3.) I’m pretty sure that Program E isn’t designed to use UTF8 character encoding. That’s not to say that you can’t, mind you. You could always try it, and see if it “breaks” the script. I’ve never tried, to be honest, so I don’t really know one way or the other.
4.) Again, “better” is somewhat subjective here. Program O has fewer bugs, and has more features, such as a well designed Admin section where you can easily add AIML files, train your bot, alter your bot’s personality variables (e.g. Favorite (whatever)) and a host of other things. I’m part of the dev team for Program O, and I’m the primary guy that gives support over at the Program O Forums, so if you decide to use it instead of Program E, you’ll be hearing from me a lot. As to Program O being usable with apps like IMified, the short answer is “not out of the box, no”. However, that being said, I can probably help you find a way to make it work. Morti uses a custom interface that I wrote for Program O that uses jQuery AJAX calls that are similar to what you would need, so it is possible to do. It’s just not easy.
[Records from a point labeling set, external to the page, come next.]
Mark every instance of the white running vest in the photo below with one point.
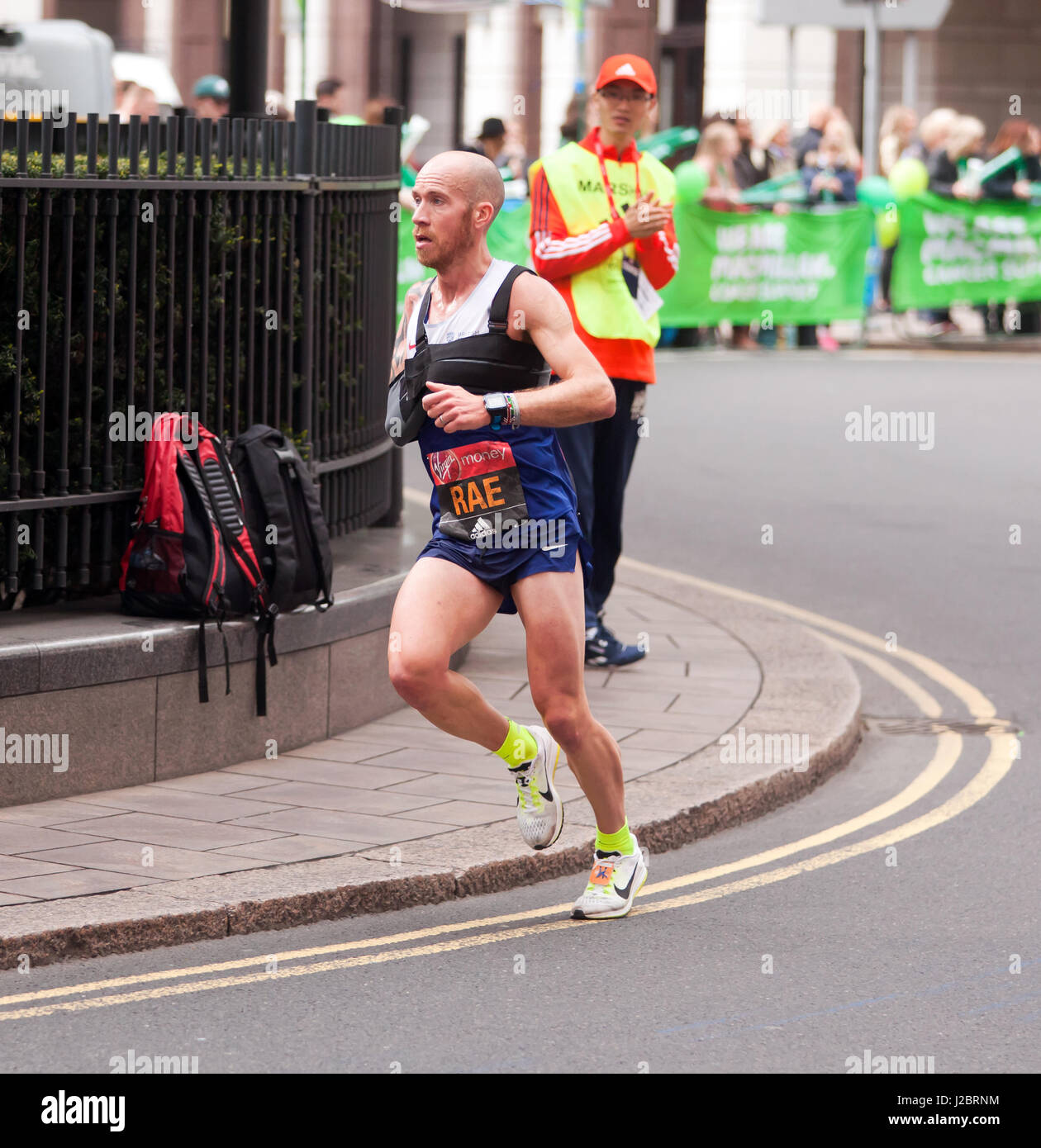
(470, 320)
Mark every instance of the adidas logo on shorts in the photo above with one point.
(482, 527)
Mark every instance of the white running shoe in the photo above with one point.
(540, 811)
(614, 882)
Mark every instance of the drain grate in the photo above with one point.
(931, 726)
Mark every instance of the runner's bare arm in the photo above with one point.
(584, 394)
(411, 297)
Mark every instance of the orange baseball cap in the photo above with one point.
(628, 67)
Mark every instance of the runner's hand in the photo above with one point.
(455, 409)
(647, 216)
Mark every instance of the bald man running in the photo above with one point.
(506, 534)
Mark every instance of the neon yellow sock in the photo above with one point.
(520, 745)
(616, 842)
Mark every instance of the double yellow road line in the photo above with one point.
(421, 942)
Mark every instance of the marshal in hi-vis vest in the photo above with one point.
(602, 300)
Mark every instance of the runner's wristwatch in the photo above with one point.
(497, 406)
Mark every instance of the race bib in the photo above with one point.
(479, 491)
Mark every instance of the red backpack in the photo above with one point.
(190, 553)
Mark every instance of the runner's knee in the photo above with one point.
(417, 676)
(567, 720)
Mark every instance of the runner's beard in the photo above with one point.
(443, 253)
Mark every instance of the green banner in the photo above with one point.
(801, 268)
(507, 240)
(956, 252)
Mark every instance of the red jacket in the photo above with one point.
(558, 255)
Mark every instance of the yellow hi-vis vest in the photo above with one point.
(602, 301)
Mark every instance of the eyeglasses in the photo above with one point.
(620, 96)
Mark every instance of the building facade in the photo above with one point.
(458, 62)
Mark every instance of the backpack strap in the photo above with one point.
(500, 309)
(288, 457)
(421, 325)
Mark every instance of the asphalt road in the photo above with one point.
(903, 951)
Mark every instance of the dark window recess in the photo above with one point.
(405, 76)
(459, 67)
(691, 12)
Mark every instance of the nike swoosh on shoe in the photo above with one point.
(624, 892)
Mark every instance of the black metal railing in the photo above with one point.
(239, 270)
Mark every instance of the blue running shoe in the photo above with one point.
(605, 650)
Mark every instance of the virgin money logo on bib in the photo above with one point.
(473, 481)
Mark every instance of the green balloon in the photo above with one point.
(691, 182)
(876, 192)
(906, 178)
(887, 225)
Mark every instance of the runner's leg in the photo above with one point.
(552, 608)
(439, 609)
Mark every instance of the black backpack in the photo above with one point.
(190, 555)
(284, 517)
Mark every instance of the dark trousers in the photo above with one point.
(600, 456)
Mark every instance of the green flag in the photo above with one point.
(801, 268)
(958, 252)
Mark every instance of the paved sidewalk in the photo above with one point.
(397, 813)
(394, 782)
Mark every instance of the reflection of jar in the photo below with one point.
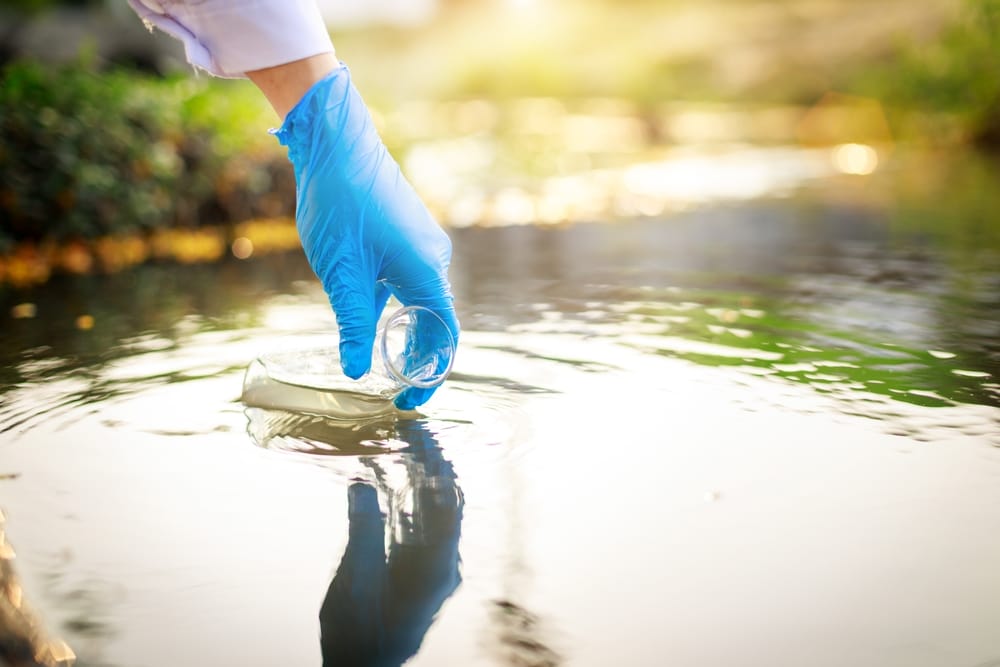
(414, 348)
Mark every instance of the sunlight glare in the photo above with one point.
(857, 159)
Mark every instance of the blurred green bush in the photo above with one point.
(87, 153)
(957, 73)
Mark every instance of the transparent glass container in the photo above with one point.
(413, 348)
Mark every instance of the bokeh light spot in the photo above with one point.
(242, 248)
(858, 159)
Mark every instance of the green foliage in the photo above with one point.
(86, 153)
(958, 73)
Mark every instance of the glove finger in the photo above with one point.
(382, 294)
(356, 319)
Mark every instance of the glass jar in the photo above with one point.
(413, 348)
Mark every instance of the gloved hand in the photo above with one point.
(365, 231)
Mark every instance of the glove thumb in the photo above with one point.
(356, 319)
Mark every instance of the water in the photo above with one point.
(756, 431)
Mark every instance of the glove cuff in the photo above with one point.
(296, 130)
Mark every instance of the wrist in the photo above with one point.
(284, 85)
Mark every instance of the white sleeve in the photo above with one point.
(228, 38)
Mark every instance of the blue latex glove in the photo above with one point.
(365, 231)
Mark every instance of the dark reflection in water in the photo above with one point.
(380, 605)
(382, 601)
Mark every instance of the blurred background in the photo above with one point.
(500, 111)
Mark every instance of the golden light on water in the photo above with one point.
(857, 159)
(242, 248)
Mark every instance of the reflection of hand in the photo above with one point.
(378, 608)
(365, 231)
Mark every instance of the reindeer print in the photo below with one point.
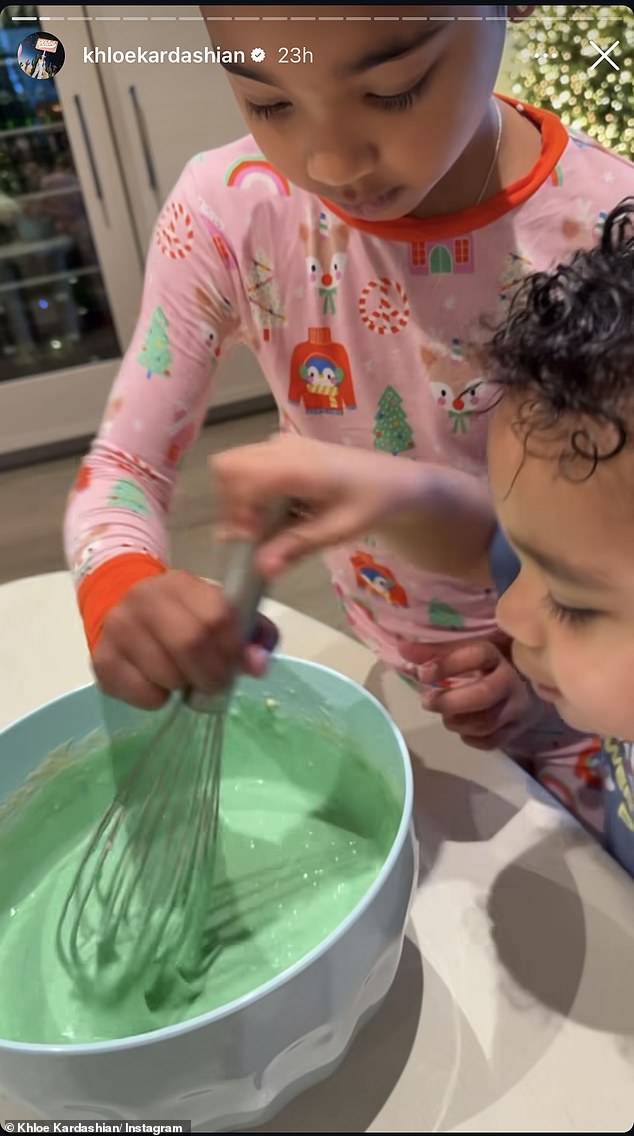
(457, 385)
(326, 249)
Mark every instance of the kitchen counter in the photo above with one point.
(514, 1005)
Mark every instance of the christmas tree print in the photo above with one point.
(392, 432)
(443, 615)
(156, 356)
(264, 295)
(126, 494)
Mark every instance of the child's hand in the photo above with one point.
(172, 632)
(492, 709)
(345, 492)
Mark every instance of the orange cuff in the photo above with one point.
(108, 584)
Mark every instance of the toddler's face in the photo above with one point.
(380, 111)
(570, 610)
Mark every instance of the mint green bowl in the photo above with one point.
(236, 1066)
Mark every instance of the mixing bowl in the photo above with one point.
(238, 1066)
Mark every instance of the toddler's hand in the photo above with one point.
(489, 711)
(345, 492)
(172, 632)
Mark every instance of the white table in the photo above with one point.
(514, 1005)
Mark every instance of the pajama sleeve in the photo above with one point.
(193, 307)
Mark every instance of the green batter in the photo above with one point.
(305, 829)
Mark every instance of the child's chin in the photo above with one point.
(577, 718)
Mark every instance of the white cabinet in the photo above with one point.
(161, 114)
(127, 130)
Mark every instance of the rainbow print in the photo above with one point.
(255, 169)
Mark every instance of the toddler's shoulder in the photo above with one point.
(585, 165)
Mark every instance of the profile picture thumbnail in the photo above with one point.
(41, 56)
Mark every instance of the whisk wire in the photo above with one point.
(140, 899)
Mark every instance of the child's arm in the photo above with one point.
(450, 528)
(151, 629)
(441, 519)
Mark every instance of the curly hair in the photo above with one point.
(567, 345)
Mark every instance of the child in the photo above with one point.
(561, 466)
(385, 203)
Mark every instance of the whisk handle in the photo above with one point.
(244, 587)
(243, 584)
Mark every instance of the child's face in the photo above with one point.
(384, 109)
(570, 610)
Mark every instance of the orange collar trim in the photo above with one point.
(555, 140)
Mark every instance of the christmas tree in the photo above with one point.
(392, 431)
(156, 356)
(549, 63)
(126, 494)
(264, 294)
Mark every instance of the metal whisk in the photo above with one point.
(140, 900)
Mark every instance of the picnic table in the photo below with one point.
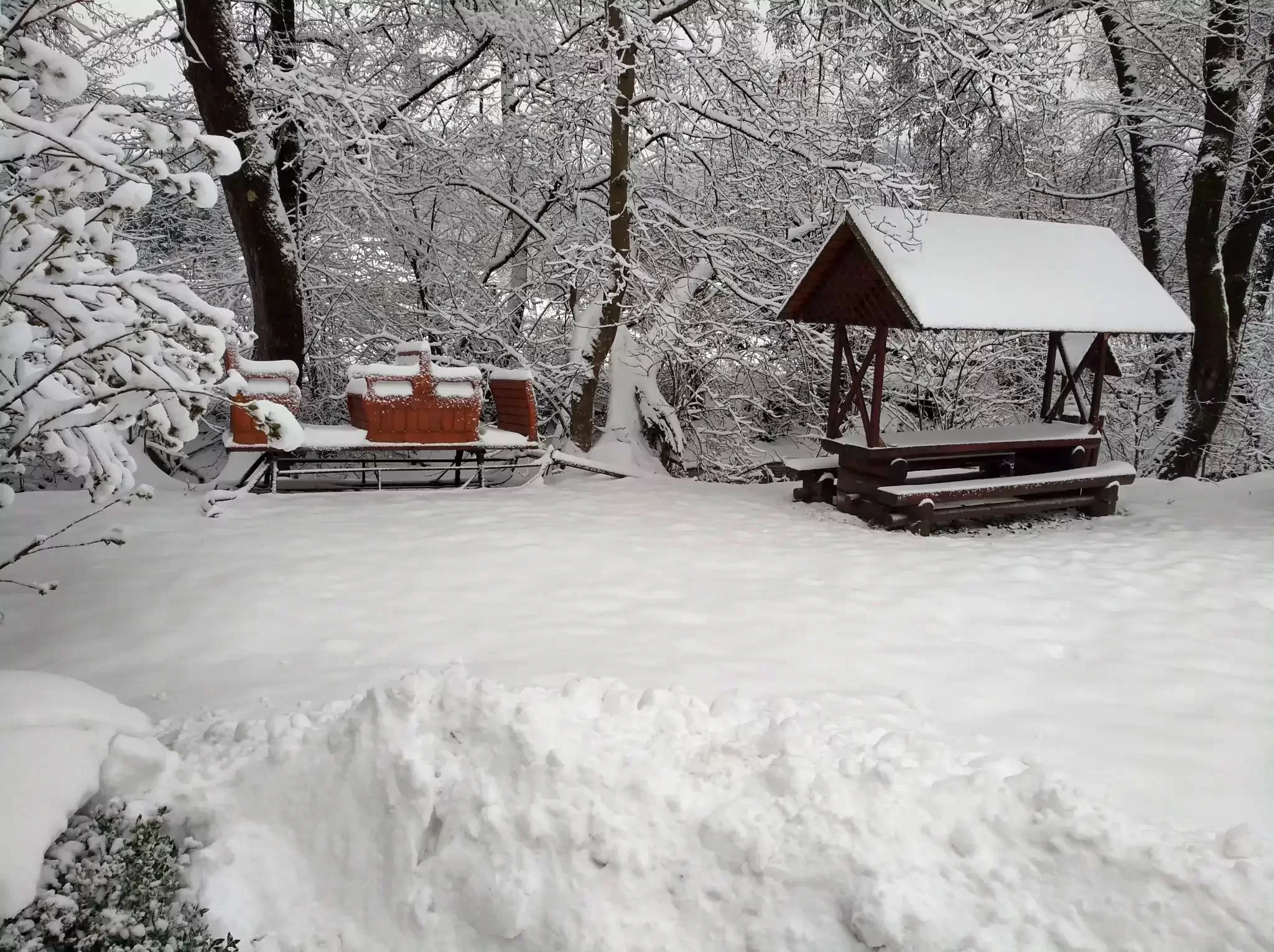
(892, 270)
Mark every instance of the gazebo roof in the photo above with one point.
(937, 270)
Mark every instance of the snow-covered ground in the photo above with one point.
(1129, 655)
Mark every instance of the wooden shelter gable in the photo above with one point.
(846, 285)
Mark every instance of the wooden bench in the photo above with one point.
(921, 507)
(819, 481)
(817, 478)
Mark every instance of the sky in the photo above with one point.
(162, 70)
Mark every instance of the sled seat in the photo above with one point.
(259, 379)
(414, 400)
(515, 401)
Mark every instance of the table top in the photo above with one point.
(985, 440)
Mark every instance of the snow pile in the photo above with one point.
(450, 812)
(60, 741)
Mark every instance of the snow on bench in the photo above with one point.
(814, 464)
(1010, 438)
(1000, 486)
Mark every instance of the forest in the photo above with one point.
(618, 198)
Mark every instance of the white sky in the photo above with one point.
(162, 70)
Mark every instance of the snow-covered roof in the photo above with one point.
(939, 270)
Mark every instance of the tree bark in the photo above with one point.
(515, 305)
(1255, 208)
(287, 138)
(220, 82)
(1212, 364)
(582, 407)
(1132, 98)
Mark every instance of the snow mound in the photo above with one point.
(59, 741)
(450, 812)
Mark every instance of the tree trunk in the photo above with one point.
(287, 138)
(515, 305)
(1132, 98)
(1255, 208)
(621, 227)
(217, 75)
(1212, 364)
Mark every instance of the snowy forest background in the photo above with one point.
(618, 196)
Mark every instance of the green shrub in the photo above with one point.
(113, 884)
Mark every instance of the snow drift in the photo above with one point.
(449, 812)
(60, 741)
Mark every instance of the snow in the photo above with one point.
(268, 368)
(1076, 346)
(975, 271)
(449, 390)
(411, 369)
(346, 437)
(455, 373)
(518, 373)
(450, 812)
(55, 735)
(391, 389)
(1114, 471)
(1012, 433)
(1035, 739)
(812, 464)
(271, 386)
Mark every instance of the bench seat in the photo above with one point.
(1000, 486)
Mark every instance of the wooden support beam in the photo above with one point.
(855, 395)
(1050, 367)
(834, 396)
(1069, 386)
(1099, 378)
(878, 348)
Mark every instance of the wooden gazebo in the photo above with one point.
(892, 269)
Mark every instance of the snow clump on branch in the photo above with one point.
(90, 344)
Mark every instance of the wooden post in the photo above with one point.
(834, 397)
(1099, 377)
(877, 387)
(1050, 367)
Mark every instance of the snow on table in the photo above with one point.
(975, 271)
(1114, 471)
(1036, 432)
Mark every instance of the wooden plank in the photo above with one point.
(834, 395)
(957, 450)
(877, 386)
(1020, 507)
(1050, 368)
(1087, 478)
(814, 464)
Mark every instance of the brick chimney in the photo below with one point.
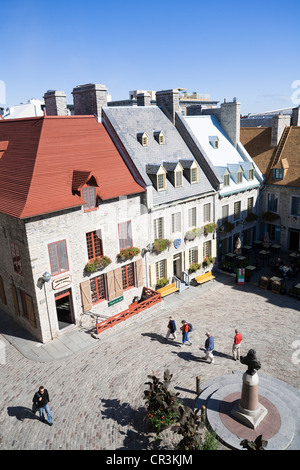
(230, 117)
(143, 99)
(279, 123)
(89, 99)
(55, 103)
(168, 101)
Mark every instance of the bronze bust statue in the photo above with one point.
(251, 361)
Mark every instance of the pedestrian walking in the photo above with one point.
(185, 328)
(171, 328)
(209, 347)
(236, 347)
(41, 402)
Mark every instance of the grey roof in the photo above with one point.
(128, 122)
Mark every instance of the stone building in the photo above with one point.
(180, 195)
(275, 148)
(68, 206)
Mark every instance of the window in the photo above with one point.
(237, 210)
(89, 195)
(58, 257)
(250, 204)
(192, 217)
(98, 292)
(239, 177)
(94, 244)
(194, 175)
(278, 173)
(176, 222)
(160, 269)
(193, 255)
(16, 258)
(226, 179)
(225, 213)
(125, 235)
(295, 206)
(158, 228)
(178, 179)
(207, 249)
(161, 182)
(206, 213)
(128, 276)
(272, 202)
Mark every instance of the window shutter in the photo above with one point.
(111, 292)
(2, 292)
(139, 272)
(118, 282)
(29, 305)
(86, 295)
(15, 299)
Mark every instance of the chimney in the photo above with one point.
(168, 101)
(230, 120)
(295, 116)
(55, 103)
(143, 99)
(279, 123)
(89, 99)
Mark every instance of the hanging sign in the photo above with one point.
(177, 242)
(241, 276)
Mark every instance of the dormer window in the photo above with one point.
(159, 136)
(214, 141)
(239, 176)
(90, 198)
(143, 138)
(178, 178)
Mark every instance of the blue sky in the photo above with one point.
(248, 50)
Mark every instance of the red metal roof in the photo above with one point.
(43, 154)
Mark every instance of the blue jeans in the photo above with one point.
(47, 409)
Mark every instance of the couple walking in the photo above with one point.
(185, 328)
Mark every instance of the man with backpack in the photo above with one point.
(186, 329)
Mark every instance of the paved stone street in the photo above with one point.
(97, 394)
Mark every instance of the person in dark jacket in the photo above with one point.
(41, 400)
(171, 328)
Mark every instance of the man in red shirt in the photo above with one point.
(236, 345)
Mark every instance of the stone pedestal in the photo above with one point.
(249, 411)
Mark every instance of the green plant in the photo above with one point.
(161, 244)
(258, 444)
(162, 282)
(269, 216)
(208, 260)
(127, 253)
(194, 267)
(97, 264)
(209, 228)
(162, 404)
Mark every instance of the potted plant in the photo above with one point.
(162, 282)
(194, 267)
(97, 264)
(161, 244)
(128, 253)
(209, 228)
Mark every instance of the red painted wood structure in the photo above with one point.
(151, 298)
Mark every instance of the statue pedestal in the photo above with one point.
(249, 411)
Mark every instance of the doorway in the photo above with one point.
(64, 308)
(177, 265)
(294, 242)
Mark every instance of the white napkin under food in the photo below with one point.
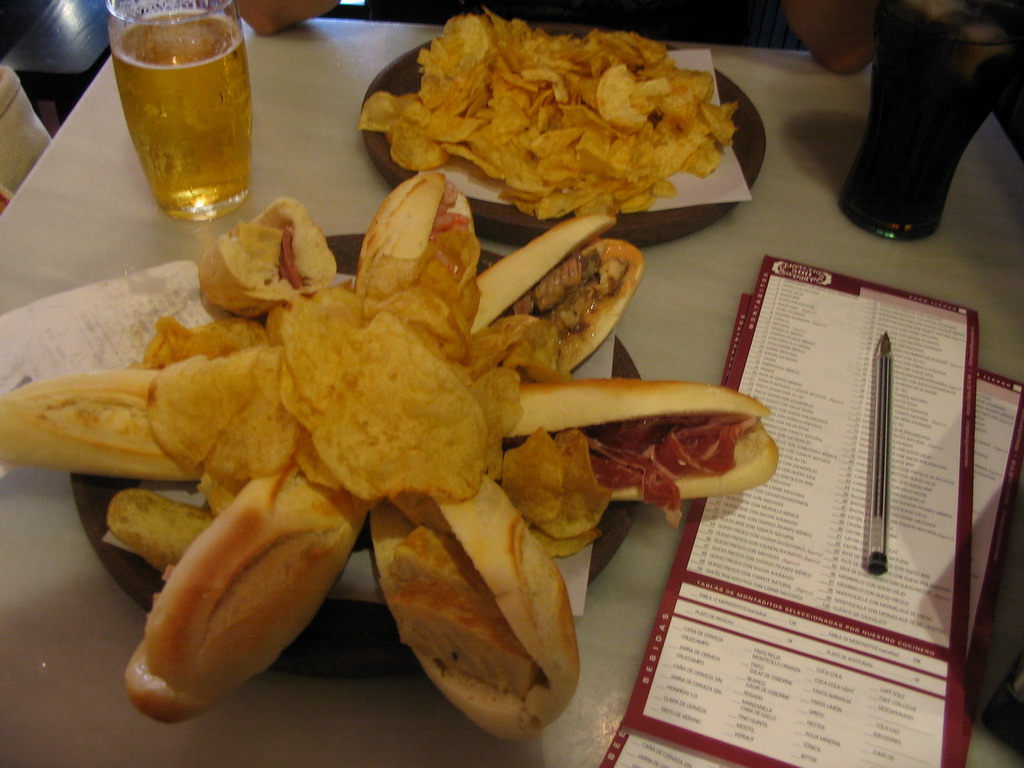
(23, 135)
(108, 325)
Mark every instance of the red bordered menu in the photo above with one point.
(773, 645)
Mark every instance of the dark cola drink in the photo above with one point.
(939, 70)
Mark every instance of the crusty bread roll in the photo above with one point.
(499, 643)
(90, 423)
(252, 268)
(588, 402)
(513, 275)
(559, 279)
(401, 228)
(242, 593)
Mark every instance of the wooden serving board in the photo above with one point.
(505, 223)
(346, 638)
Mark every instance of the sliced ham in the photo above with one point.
(652, 454)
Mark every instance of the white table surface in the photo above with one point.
(85, 214)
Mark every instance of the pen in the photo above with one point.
(878, 523)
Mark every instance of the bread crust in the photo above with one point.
(247, 284)
(504, 283)
(583, 402)
(513, 275)
(398, 233)
(241, 593)
(530, 594)
(95, 423)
5.) If there are other AIML interpreters that are written in PHP, I haven’t heard of them. I’ve also never heard of Cl0ne, either, so I can’t really answer that question fully. I’m also not the world’s greatest Pandorabots fan, but for other reasons, namely because I don’t have enough control over my bot there. Maybe I’m just a control freak, but to me, Pandorabots is just too limited for my tastes.
Don’t worry about asking a lot of questions, all at once. Well, at least don’t worry about it if the number of questions at one time is less than twenty.